Étant donné l’extrême complexité du dossier des infrastructures, qui va de l’absence de gain de productivité du secteur de la construction aux limites de toutes sortes qui restreignent l’attribution intelligente des contrats, l’organisation du travail et la surveillance des chantiers, mettre de l’ordre dans la maison demandera des ressources majeures et l’appui du gouvernement du Québec. Ne sous-estimons pas l’effort.

Le milieu de la construction doit aussi fournir sa part. Il y a quatre ans, la société civile de Montréal avait été réunie à l’initiative de L. Jacques Ménard, de la BMO, et de Michel Leblanc, de la Chambre de commerce du Montréal métropolitain, pour se doter d’un plan de mobilisation autour de la relance économique du Grand Montréal. On pourra débattre de l’apport de tel ou tel projet qui avait été présenté lors de l’événement « Je vois mtl » : force est cependant de constater qu’une telle mobilisation, dans le contexte québécois, est un passage obligé pour faire avancer les choses. Aux leaders du secteur de prendre l’initiative.

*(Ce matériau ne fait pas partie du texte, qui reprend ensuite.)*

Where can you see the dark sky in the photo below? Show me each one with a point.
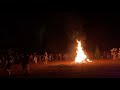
(57, 30)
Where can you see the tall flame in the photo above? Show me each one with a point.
(80, 57)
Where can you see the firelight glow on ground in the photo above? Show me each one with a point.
(80, 57)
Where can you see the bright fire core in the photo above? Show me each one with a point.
(80, 57)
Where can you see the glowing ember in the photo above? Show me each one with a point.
(81, 57)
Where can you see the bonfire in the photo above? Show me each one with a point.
(81, 57)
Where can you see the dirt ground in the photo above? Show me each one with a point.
(67, 69)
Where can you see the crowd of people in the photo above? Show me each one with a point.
(24, 57)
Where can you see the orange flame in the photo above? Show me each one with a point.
(80, 57)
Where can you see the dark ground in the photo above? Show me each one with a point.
(96, 69)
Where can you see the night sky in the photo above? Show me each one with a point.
(56, 31)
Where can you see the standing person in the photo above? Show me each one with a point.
(25, 63)
(46, 58)
(119, 54)
(8, 64)
(35, 59)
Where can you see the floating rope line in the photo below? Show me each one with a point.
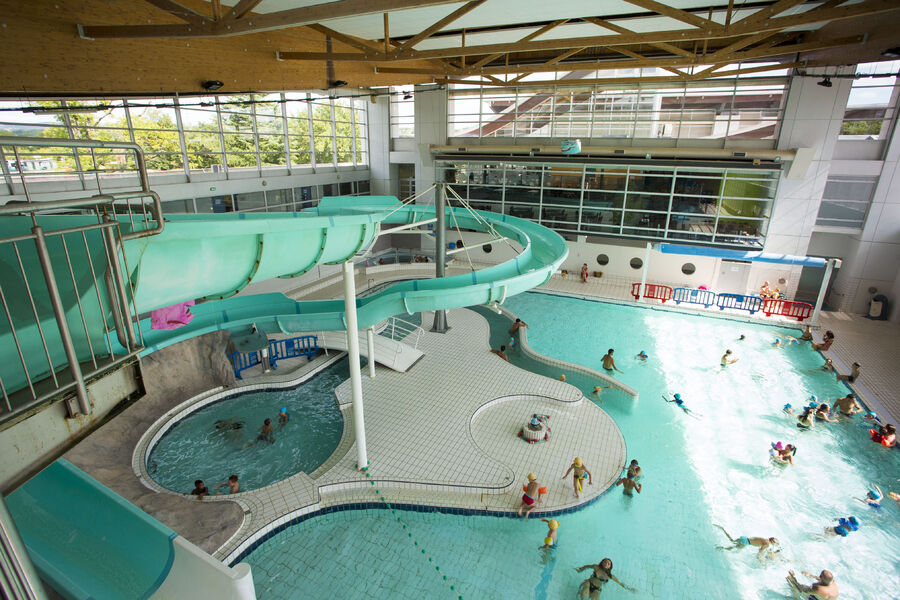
(409, 534)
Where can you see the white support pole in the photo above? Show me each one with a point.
(359, 425)
(644, 274)
(370, 339)
(829, 267)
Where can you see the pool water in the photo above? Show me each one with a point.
(710, 469)
(194, 449)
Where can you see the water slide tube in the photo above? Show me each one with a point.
(87, 542)
(213, 257)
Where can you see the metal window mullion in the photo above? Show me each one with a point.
(71, 135)
(311, 133)
(255, 136)
(333, 135)
(181, 139)
(222, 138)
(287, 140)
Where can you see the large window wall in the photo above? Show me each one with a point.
(706, 205)
(241, 135)
(733, 107)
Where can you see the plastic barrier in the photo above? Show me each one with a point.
(787, 308)
(241, 361)
(652, 291)
(304, 345)
(739, 301)
(694, 296)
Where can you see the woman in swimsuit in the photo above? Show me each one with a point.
(594, 584)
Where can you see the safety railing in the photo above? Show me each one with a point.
(787, 308)
(739, 301)
(304, 345)
(694, 296)
(652, 291)
(400, 330)
(241, 361)
(67, 300)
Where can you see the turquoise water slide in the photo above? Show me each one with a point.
(88, 542)
(213, 257)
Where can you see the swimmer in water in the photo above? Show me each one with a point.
(680, 404)
(602, 573)
(608, 362)
(233, 486)
(552, 527)
(873, 497)
(824, 588)
(579, 469)
(848, 405)
(769, 545)
(628, 484)
(728, 359)
(532, 496)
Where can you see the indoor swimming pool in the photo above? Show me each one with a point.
(709, 467)
(219, 440)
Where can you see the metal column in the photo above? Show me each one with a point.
(59, 312)
(440, 251)
(829, 267)
(370, 339)
(18, 578)
(644, 274)
(359, 426)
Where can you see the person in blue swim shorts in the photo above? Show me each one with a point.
(769, 546)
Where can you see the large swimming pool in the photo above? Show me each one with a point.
(698, 471)
(196, 448)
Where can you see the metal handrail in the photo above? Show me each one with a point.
(97, 199)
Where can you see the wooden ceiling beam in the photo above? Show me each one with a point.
(438, 25)
(182, 12)
(283, 19)
(241, 9)
(675, 13)
(527, 38)
(619, 29)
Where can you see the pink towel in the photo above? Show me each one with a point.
(172, 317)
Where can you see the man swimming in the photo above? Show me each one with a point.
(764, 544)
(602, 573)
(579, 470)
(848, 405)
(608, 362)
(727, 359)
(824, 587)
(532, 496)
(628, 484)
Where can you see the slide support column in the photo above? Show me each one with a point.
(370, 339)
(440, 251)
(829, 267)
(359, 425)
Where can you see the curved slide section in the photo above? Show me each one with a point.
(213, 257)
(87, 542)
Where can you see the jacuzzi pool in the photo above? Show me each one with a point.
(220, 439)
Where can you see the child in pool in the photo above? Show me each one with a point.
(552, 527)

Finalement, il faut rendre aussi concret que possible le résultat final que nous recherchons. Les grands projets de société sont longs à aboutir : il faut donner la saveur du fruit à venir dès aujourd’hui.

Pour ce faire, on pourrait s’inspirer du BIM, un outil en vogue dans le milieu de la construction qui permet, en substance, de modéliser les plans, devis et interventions de l’ensemble des professionnels impliqués dans un projet – architectes, ingénieurs, constructeurs, etc. – sous mode collaboratif, de façon à dessiner un plan numérique précis de ce à quoi rassemblera l’ouvrage une fois achevé.

Une vaste carte de Montréal pourrait être mise en ligne. Au premier niveau, on y verrait l’état des lieux, rue par rue, au sous-sol comme en surface. On y déposerait ensuite le plan directeur de rénovation et les actions planifiées selon les différentes politiques en vigueur, de façon à ce qu’on puisse comprendre l’aspiration portée pour chaque coin de la ville. 

Les citoyens pourraient enrichir ce plan de façon interactive en proposant leurs propres idées. En somme, non seulement ceux qui doivent ouvrir les rues y penseraient à deux fois avant de les refermer sans demander que les travaux prévus soient faits dès maintenant, mais en plus et surtout, l’avenir de Montréal et de ses quartiers se dessinerait à livre ouvert.

Cela n’enlèvera pas les éléments irritants qui découlent du fait d’être pris dans un bouchon de circulation ou d’entendre le marteau-piqueur à longueur de journée, mais au moins, il y aurait une vision globale et un plan. Les sacrifices d’aujourd’hui, me semble-t-il, seraient mieux compris et acceptés.